“I have seen another world. Sometimes I think it was just my imagination.”
(the young deserter Private Witt in The Thin Red Line by Terrence Malick, 1998)
While watching films it happens from time to time that after just a few minutes, I fall in love with them. It is almost “Love at the first sight”. With Last Days at Sea, it was a bit like last year with Polina Gumiela´s Blue Eyes, my dress is colourful (Generation kplus, 2020). It happened also with Eno naka no boku no mura (Village of Dreams) by Yoichi Higashi 25 years ago at the Berlinale-competition. These films needed just a few shots to transfer me back to the wonders of childhood. Last Days at Sea by Philippine filmmaker Venice Atienza is one of these films and by far more than a documentary.
At the beginning, Attienza´s voice over marks the film already as a memory. Everything we see has already passed by. It is not just about a boy called Reyboy who spends his last days at his native village at the ocean before he has to go to the big city for education. It is as well a film about the friendship between the 12 years old boy and the filmmaker. In the recorded Q&A-conversation between Venice Atienza and Maryanne Redpath, the filmmaker explains how she had to change her attitude from making a film about this boy into making a film with this boy and her bond with him. This seemingly practical decision turned out to be finally the key to the poetry of this film. After Atienzas introduction, the film is not only what we see, it is also a film we literally live with in each shot. Our knowledge that everything has already gone intensifies the film even more. Each moment, even the most ordinary every day action appears as sheer poetry. When Reyboy collect stones or when he cooks, each moment appears as precious. But this childhood idyl is not unbroken. Some fishermen tell about their work. It is difficult, the sea is often overfished and it can be very dangerous. The life of the villagers depends on the sea and what they get from it. When ships are leaving we are afraid that they never return.
There is a small siesta scene which reminds me in the beauty of a likely scene in Renoir´s The River. Everything and everyone reposes for a moment, Reyboy, the other kids, even a dog and a cat. And always like a refrain, there are long shots of the sea and the sky which emphasizes the film frame but at the same time it evokes the eternity beyond the limitation of the frame. These views at the mundane things and sometimes glances to the eternal sky appear to me as a poetic definition of cinema at all. I do not now if I shall call it pure cinema or a dream of cinema.

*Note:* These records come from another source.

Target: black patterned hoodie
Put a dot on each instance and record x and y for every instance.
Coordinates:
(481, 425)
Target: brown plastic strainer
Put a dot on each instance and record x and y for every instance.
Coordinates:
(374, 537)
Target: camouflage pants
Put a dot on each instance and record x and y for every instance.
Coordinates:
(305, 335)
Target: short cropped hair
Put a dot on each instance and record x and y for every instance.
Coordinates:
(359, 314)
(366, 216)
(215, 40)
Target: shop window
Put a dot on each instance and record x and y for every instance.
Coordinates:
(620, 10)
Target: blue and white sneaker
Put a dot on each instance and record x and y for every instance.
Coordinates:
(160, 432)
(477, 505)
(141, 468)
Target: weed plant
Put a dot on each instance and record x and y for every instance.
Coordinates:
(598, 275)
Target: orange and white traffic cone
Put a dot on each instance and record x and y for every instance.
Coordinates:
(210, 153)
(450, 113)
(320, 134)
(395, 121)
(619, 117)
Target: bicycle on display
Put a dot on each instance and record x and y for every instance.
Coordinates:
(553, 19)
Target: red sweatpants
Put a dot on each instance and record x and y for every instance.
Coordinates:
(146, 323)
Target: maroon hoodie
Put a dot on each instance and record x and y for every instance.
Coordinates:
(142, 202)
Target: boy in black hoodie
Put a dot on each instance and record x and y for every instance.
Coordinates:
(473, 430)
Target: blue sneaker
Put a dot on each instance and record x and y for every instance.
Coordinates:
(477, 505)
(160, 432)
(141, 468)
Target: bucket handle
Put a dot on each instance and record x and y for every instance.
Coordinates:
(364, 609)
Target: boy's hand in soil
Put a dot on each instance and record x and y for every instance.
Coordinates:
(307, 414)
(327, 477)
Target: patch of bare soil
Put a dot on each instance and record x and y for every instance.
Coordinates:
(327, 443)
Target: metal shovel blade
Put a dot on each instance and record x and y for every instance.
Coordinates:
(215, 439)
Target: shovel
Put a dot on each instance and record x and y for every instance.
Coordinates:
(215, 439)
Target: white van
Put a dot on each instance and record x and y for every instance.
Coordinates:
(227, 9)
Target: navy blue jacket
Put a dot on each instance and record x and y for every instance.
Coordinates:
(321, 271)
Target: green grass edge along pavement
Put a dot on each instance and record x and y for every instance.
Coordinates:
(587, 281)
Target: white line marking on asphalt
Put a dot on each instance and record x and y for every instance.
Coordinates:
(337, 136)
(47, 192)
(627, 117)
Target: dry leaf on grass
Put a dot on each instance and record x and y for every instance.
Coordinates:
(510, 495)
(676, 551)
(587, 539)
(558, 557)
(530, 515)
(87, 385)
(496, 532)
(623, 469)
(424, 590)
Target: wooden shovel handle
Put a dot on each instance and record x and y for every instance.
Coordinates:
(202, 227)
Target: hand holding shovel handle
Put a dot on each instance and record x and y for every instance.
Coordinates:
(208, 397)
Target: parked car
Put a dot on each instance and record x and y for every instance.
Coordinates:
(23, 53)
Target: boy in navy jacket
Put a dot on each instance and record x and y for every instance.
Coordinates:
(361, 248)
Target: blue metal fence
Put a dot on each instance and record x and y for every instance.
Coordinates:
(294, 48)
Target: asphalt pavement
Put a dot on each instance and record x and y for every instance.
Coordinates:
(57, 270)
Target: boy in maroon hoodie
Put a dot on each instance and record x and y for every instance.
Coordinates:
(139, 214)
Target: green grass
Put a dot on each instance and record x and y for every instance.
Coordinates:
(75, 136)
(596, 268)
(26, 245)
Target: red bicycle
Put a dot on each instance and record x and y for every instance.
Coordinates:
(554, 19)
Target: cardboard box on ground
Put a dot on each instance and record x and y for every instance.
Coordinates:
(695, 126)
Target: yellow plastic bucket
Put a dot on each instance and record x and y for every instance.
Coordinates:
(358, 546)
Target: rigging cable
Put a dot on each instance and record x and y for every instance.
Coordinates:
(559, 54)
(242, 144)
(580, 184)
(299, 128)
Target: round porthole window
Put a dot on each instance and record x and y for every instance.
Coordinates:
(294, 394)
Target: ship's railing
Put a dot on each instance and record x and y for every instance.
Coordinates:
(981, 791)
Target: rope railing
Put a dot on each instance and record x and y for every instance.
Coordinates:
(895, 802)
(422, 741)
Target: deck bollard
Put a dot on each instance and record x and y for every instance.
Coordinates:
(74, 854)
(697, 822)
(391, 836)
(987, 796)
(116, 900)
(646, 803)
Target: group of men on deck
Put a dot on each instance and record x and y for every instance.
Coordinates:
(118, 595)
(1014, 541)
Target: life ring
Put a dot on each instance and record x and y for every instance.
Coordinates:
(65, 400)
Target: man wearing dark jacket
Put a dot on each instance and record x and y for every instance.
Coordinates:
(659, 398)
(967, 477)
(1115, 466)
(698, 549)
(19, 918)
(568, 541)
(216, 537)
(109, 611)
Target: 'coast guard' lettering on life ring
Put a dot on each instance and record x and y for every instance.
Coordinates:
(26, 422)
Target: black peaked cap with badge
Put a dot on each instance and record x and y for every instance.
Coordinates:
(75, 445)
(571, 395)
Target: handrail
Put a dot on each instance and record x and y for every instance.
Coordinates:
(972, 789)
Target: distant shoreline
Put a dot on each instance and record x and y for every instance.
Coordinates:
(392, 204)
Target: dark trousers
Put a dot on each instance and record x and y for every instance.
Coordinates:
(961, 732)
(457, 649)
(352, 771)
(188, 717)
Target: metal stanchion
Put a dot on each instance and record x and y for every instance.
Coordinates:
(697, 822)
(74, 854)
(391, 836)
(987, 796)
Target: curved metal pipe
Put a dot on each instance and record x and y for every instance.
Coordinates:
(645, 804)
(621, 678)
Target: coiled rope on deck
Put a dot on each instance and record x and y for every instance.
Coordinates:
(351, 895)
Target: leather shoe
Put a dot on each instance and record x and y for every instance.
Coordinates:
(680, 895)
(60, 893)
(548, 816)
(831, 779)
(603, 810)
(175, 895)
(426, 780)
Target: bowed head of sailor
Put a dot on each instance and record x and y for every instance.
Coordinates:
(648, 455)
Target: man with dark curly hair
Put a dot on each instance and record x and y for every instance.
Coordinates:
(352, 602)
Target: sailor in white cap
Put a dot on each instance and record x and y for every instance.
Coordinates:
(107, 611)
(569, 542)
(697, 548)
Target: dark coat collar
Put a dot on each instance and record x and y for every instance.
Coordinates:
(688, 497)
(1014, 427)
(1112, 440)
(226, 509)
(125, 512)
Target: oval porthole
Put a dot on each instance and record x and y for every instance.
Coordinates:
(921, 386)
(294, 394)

Once Atienza and the boy lie at night near the ocean for watching the stars. Watching stars is as well looking back to the past but more important it is very close to watching a film on the big screen. It is this strange relationship between scientific curiosity and how we fill images with see with our dreams and our yearning. When we see Reyboy diving in the ocean, mesmerized by the beauty of the world under water, the slight melancholy of the fleetingness is always there.
The necessity of open her up to the boy is as well an invitation for the spectator to follow her example to open ourselves for this miracle of a film. Her very personal commentary (which points out as well the “Caméra Stylo”-character of her film) tells once about a dream she had. Another time she tells about a favorite desert which reminds her in her late grandmother. A sundown with awesome beautiful cloud formations. They fantasize about what they see in these formations but they also talk about their losses, her grandmother or Reyboy´s elder brother who died before he was born. The watching and remembering happens in this film often together. The kind the film opens our eyes and our soul is incredible.
As Reyboy, Atienza and finally we ourselves are always close to the ocean and herewith to the origin of life, the film seems to be very close to the purpose of cinema itself. Last Days at Sea is also a new masterpiece of the sub genre called “Coming of Ages” anywhere between such wonders like Renoir´s The River, Malick´s The Tree of Life, Mulligan´s The Man in the Moon, or the Vietnamese Dang Nhat Minh´s Thuong nho dong que (Nostalgia for the Countryland).
As I have a strange receptivity for the last moments of a film I literally lived in for the time of its length, when the film sings for the last time its refrain, I had quite a hard time to let the film go. as we all know the crisis caused by the pandemic had cinema worldwide in its stranglehold. And Venice Atienza´s work on her film was as well affected. But now, the poets of cinema begin to sing again, and one of their most beautiful new songs is Last Days at Sea by Venice Atienza.